The Hard Rock Hotel in downtown New Orleans will not be brought down until December 2020, officials said Friday, more than a year after it collapsed on Oct. 12, 2019.
The date of the demolition has long been up in the air, with it previously scheduled for February.
The city's Fire Department Chief Tim McConnell warned that the building is still "very dangerous," and the takedown needs to be methodical.
While he said that he and Mayor LaToya Cantrell were "very unhappy with that timeline," it is up to the project developers, 1031 Canal Development LLC, "to mitigate this disaster."
Three people were killed in the collapse and dozens more were injured. The bodies of two of the victims, 36-year-old Quinnyon Wimberly and 63-year-old Jose Ponce Arreola, remain inside the building. The other victim, Anthony Magrette, was removed.
The cause of the collapse is still unknown.
Authorities said that safely removing Wimberly and Arreola's remains is one of their top priorities, but it will most likely have to be done after the demolition.
The building will need to be stabilized before that's demolition, which McConnell said will take place on May 7.
Frank Wimberly, the brother of Quinnyon Wimberly, said in a previous interview with ABC News that all of the changes for the demolition have forced them to relive their loved one's death all over again.
"It's a wound that won't heal," he said in December after the family learned that the building would be demolished with the bodies inside. Crews had initially hoped they would be able to recover the bodies before.
The family of Arreola "is anxious to give Jose a proper burial and lay his body to rest," according to a statement from the lawyer of Arreola's brother that was obtained by The Times-Picayune.

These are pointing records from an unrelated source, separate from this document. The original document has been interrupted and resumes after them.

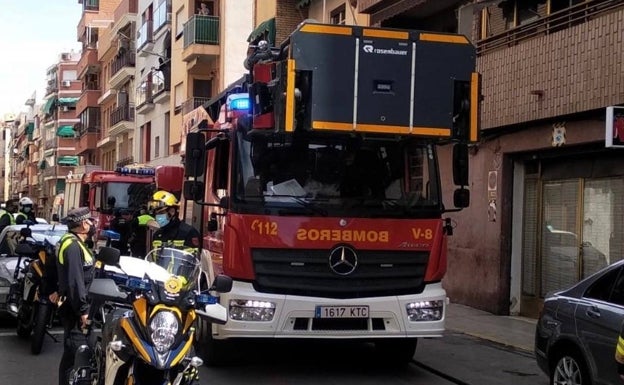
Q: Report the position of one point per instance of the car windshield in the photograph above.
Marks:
(322, 175)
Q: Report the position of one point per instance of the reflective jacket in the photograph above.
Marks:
(74, 264)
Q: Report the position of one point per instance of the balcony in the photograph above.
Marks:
(88, 63)
(160, 87)
(554, 57)
(201, 38)
(122, 69)
(145, 39)
(88, 98)
(122, 120)
(124, 14)
(56, 172)
(86, 141)
(144, 97)
(162, 16)
(192, 103)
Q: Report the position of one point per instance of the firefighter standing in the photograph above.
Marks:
(74, 265)
(26, 211)
(138, 239)
(172, 229)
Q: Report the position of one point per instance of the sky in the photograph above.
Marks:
(33, 34)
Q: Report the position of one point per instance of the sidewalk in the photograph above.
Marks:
(517, 332)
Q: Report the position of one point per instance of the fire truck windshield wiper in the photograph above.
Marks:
(311, 206)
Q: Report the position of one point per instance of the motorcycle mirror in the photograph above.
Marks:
(222, 284)
(214, 313)
(24, 249)
(26, 232)
(109, 256)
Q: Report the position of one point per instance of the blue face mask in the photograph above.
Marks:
(162, 219)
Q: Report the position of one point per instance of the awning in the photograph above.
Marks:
(67, 161)
(265, 30)
(68, 101)
(303, 3)
(47, 108)
(66, 132)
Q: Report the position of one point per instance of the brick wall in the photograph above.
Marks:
(287, 18)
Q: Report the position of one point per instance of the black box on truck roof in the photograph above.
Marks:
(383, 80)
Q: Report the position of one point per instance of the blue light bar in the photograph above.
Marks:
(205, 299)
(137, 284)
(238, 102)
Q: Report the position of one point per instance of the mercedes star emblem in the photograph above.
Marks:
(342, 260)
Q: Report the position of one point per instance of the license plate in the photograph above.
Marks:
(341, 312)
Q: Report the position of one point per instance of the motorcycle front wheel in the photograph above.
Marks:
(24, 320)
(42, 317)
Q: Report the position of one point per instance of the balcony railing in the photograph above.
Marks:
(162, 15)
(144, 93)
(146, 34)
(192, 103)
(126, 60)
(554, 22)
(122, 113)
(201, 30)
(91, 5)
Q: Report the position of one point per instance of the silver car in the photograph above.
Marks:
(578, 329)
(8, 260)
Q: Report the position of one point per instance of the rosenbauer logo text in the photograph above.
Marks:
(383, 51)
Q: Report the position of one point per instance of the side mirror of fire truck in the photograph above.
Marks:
(461, 197)
(195, 155)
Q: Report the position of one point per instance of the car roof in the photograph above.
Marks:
(578, 289)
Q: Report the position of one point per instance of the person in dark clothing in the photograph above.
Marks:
(6, 214)
(75, 263)
(122, 224)
(138, 239)
(172, 229)
(26, 211)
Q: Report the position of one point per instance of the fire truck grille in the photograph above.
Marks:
(308, 273)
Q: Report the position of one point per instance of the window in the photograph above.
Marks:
(337, 16)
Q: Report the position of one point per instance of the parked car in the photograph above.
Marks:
(8, 261)
(578, 328)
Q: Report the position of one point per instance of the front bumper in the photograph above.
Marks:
(294, 317)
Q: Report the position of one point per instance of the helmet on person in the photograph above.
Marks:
(163, 199)
(25, 202)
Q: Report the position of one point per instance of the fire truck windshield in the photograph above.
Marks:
(339, 175)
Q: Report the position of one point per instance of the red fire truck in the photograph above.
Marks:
(318, 189)
(128, 188)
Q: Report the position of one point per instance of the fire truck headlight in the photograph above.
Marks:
(425, 310)
(250, 310)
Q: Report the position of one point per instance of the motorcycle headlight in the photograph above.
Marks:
(164, 326)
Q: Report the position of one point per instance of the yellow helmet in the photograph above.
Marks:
(162, 199)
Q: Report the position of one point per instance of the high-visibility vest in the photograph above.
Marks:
(87, 258)
(3, 212)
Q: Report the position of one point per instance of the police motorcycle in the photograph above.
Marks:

"The prolonged recovery of the body has caused immense pain and suffering to the Ponce family," the statement read, according to the newspaper.
The injured victims, who were all construction workers, have filed a lawsuit against the developers alleging negligence.
1031 Canal Development LLC did not immediately respond to ABC News for comment.
A little more than a week after the collapse, a controlled demolition to bring down the two cranes that still stood was executed. Only one crane was successfully brought down.